We join with the Holy Spirit to reflect on the previous day.
This can be done at night, as one reflects on the day they just completed, or it can be done in the morning, as one reflects on yesterday.
The key is to remember the full human experience of the day, not just tick off activities that were performed.
From an objective position, after the day is considered complete, embrace the highlights of the day, but don't fear remembering the lows of the day.
The highlights can be as simple as the incredible smell and taste of that morning coffee or how amazing that warm shirt -- fresh from the drier -- felt against your skin.
The lows are honest acknowledgements of the unpleasantness through the day, such as a traffic jam or a pet that made a mess on the floor.

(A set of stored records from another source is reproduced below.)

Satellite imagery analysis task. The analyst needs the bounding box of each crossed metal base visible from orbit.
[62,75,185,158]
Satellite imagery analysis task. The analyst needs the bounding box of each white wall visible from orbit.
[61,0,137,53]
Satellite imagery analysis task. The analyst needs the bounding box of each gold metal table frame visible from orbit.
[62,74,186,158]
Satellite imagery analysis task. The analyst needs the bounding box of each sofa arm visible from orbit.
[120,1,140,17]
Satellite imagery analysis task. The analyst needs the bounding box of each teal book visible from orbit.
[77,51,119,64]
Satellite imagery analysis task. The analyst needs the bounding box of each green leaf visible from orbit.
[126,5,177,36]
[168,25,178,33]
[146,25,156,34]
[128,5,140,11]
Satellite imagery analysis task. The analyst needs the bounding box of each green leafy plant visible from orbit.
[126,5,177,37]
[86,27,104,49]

At either end of the spectrum offered in the previous two paragraphs, there will be days with greater highlights (a day spent spent getting married, closing on a house, or holding your newborn baby for the first time), and there will be days with significantly devastating lows (the death of a loved one, the crushing of a dream, the pain of a deep betrayal).
Our time of remembrance is a time to process, with the Holy Spirit, the good and the bad from the previous day.
It is a chance to prevent "stuffing" things, and to process our experience in day-sized bites.
When we act consciously to go through the good and the bad, it is also a chance to see that even in the worst of days, something good could be found when we are ready.
Focusing on the bad is a key trait to keep humans alive at a survival level, and forcing ourselves to look for the good is a key practice to carry us beyond simple existence to flourish.